Units about technology and the environment provide perfect opportunities for teachers of technology, science, and mathematics to collaborate. An integrated unit about the environment will allow your students to apply science and mathematics skills and concepts in a different context. Students also learn about the relationship between technology and society and develop reasoning skills to weigh the risks and benefits of personal and industrial uses of technology. When your students study technology and the environment, they have the chance to develop technological, scientific, and mathematical literacy all at the same time. What an educationally powerful experience!

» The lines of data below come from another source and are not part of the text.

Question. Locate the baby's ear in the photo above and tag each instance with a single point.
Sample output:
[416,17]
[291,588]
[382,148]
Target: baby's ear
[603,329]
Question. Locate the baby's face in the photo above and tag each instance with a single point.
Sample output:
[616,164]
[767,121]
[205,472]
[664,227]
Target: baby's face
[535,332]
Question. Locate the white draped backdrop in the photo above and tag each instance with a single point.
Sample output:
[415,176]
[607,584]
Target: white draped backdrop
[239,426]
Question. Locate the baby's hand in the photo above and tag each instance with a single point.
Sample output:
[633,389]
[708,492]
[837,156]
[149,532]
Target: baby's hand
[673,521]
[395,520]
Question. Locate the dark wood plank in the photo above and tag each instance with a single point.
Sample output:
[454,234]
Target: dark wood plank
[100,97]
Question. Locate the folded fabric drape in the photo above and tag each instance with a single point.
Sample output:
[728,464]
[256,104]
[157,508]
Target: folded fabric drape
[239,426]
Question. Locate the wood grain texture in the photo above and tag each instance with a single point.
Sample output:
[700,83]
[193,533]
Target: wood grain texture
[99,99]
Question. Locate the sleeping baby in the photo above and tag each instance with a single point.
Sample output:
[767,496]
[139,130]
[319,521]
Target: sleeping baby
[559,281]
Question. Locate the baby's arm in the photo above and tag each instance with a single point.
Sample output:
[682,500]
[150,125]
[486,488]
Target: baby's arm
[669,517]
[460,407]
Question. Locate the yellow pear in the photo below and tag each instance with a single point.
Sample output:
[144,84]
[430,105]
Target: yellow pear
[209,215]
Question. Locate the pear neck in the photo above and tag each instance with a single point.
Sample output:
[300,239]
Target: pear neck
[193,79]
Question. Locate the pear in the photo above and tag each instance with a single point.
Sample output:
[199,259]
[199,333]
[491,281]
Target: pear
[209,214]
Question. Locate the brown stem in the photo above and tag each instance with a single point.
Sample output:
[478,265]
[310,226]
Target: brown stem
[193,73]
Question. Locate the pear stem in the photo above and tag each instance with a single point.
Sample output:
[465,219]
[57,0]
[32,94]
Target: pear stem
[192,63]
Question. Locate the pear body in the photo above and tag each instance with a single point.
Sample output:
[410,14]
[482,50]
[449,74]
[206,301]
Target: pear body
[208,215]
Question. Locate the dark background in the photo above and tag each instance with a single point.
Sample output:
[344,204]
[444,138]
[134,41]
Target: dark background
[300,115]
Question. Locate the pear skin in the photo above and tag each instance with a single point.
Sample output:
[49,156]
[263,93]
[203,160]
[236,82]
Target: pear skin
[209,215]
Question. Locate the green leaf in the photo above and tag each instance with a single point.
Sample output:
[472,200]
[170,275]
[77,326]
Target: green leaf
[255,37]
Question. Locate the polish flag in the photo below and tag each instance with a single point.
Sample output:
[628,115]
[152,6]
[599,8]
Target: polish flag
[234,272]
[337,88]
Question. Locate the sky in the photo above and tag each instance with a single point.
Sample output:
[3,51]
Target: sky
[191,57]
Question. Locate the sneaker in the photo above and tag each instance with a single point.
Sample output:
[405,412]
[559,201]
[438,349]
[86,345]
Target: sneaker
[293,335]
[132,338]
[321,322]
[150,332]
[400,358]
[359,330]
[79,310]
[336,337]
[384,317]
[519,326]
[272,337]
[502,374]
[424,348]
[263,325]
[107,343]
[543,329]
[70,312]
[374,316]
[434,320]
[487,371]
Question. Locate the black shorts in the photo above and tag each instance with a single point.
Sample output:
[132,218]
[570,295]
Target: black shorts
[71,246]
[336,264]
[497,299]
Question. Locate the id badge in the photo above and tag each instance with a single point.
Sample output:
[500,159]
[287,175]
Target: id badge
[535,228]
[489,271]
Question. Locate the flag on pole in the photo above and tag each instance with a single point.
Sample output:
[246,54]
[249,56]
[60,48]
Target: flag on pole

Studying the impact of technology on the environment involves making predictions in how the technology will affect and thus change the environment. Predictions are necessarily based on known scientific laws and observed patterns. Patterns of change is a common theme in science and one that the NSDL Strand Map Service provides detailed guidance. These maps illustrate connections between concepts and across grade levels. An image of the middle grades (6-8) only part of the Patterns of Change map appears below. Clicking on a concept within the maps will show NSDL resources relevant to the concept, as well as information about related AAAS Project 2061 Benchmarks and National Science Education Standards. Move the pink box in the lower right hand corner of the page to see the grades 6-8 learning goals.
We have selected resources to help you and your students see the influence of technology on the aquatic environment, understand how technology facilitates the regeneration of clean water through wastewater treatment, and learn about sources of and remedies for pollution problems. We have also included a comprehensive environmental program that offers your students opportunities to use technology to gather and analyze data. Lessons about technology and the environment can relate to technological, scientific, and mathematical national standards. We offer these resources to kindle your imagination about ways to develop multifaceted cross-curricular lessons about the environment.
Aquatic Environment
Since water covers 70 percent of the Earth, it is especially important to discuss with students the ways in which technology impacts the aquatic environment. Even in the water, balance is the key. These resources will help your students understand how problems result when there are too many or too few organisms. Students can also learn that they may unknowingly contribute to problems in the aquatic environment through routine activities. You and your mathematics and science colleagues might be interested in collaborating to help students understand the skills and concepts involved in these activities.
Wheeling Jesuit University/NASA-Exploring the Environment: Coral Reefs Is technology part of the problem or part of the solution to the global decline of coral reefs? Students who complete this module, which is part of the NASA-sponsored Exploring the Environment web site, will learn that the answer is BOTH. The module follows a problem-based learning approach to help students consider the changes in the environment related to coral reefs. Its jigsaw puzzle metaphor guides students' consideration of some variables that contribute to changes in coral reefs. The module's graphs present an excellent opportunity for students to interpret the meaning found in data displays. In addition, the module contains background information about environmental changes, their causes, and technological methods to detect them.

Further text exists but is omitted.